Respondents answer to look good rather than honestly, over-reporting positive behaviors (voting, exercise) and under-reporting stigmatized ones (drug use, prejudice)
Strongest on sensitive topics where respondents perceive a "right" answer; anonymity and indirect questioning can help
Creates systematic overestimation or underestimation depending on the topic—critical to consider when interpreting self-reported data on personal behaviors

Recall Bias

Memory limitations cause inaccurate reporting of past events, especially for routine behaviors or distant timeframes
Particularly problematic in retrospective studies asking about diet, exercise, or experiences from months or years ago
Errors are often systematic, not random—significant events are remembered better, and people reconstruct memories based on current beliefs

Compare: Social desirability bias vs. Response bias—social desirability is a specific type of response bias driven by wanting to appear favorable. On exams, use the more specific term when the scenario clearly involves sensitive topics or impression management.
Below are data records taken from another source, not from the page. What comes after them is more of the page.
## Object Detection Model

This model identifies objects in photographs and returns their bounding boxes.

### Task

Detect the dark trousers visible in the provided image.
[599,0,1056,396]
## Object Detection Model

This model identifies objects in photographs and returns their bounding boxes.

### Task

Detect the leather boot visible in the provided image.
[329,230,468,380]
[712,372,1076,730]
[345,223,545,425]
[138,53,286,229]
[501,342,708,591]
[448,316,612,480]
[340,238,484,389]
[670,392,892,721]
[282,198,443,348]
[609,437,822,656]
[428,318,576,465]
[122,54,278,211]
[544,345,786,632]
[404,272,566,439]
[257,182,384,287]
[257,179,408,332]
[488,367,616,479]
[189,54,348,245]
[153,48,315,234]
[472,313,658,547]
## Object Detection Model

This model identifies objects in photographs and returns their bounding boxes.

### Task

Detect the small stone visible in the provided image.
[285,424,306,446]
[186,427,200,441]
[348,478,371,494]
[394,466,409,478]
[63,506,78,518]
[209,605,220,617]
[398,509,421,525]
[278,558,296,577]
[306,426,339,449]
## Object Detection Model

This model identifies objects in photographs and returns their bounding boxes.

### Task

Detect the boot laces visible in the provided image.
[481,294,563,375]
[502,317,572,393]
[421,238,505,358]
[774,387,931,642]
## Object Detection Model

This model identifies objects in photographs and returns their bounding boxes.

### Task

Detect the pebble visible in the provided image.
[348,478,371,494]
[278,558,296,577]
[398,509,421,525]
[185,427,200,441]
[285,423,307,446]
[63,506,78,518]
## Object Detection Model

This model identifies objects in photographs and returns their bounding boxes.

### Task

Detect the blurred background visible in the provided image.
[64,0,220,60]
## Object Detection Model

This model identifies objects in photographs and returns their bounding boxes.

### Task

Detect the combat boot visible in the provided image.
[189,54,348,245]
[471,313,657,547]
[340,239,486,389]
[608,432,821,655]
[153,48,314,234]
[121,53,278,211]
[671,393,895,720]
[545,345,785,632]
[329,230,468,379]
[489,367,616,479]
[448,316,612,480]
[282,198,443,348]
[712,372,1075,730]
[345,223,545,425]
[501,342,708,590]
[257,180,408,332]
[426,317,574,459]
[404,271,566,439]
Biases from Analyzing the Wrong Group

This category involves drawing conclusions from a sample that, while real, doesn't represent what we think it does. The data is accurate for who we measured, but we're missing crucial information about who we didn't.

Survivorship Bias

Only "survivors" of a selection process are analyzed, while those who dropped out, failed, or disappeared are ignored
Classic example: studying successful companies to find success factors while ignoring failed companies that may have had the same traits
Leads to systematically optimistic conclusions because failures are invisible; always ask "what's missing from this dataset?"

Compare: Survivorship bias vs. Undercoverage bias—both involve missing groups, but undercoverage means certain groups were never sampled, while survivorship means they were part of the original group but "disappeared" before measurement. Survivorship often occurs in longitudinal studies or historical analyses.

Quick Reference Table

Concept	Best Examples
Sample selection problems	Selection bias, Undercoverage, Sampling frame bias, Convenience sampling
Participation-related	Non-response bias, Voluntary response bias
Response accuracy	Response bias, Social desirability bias, Recall bias
Missing data patterns	Survivorship bias, Non-response bias
Flawed sampling frame	Sampling frame bias, Undercoverage bias
Self-selection issues	Voluntary response bias, Convenience sampling bias
Threatens generalizability	All of them—but especially selection, undercoverage, and voluntary response
Threatens reliability	Response bias, Social desirability bias, Recall bias

Self-Check Questions

A researcher surveys patients currently enrolled in a weight-loss program about their eating habits from the past year. Identify two distinct biases that could affect these results and explain how each would distort the findings.
Which two biases both involve people choosing whether to participate, and what is the key difference in how the original sample was selected?
An online poll asks readers whether they support a new city policy, and 89% of 2,000 respondents say "no." A city council member claims this proves residents oppose the policy. What bias is present, and why does the large sample size not fix the problem?
Compare sampling frame bias and undercoverage bias. If a researcher uses a 2015 phone directory to survey a city's current residents, which bias (or both) is present? Explain your reasoning.
A study finds that entrepreneurs who took a specific business course have higher success rates than average. Before concluding the course is effective, what bias should you consider, and what additional information would you need to evaluate the claim?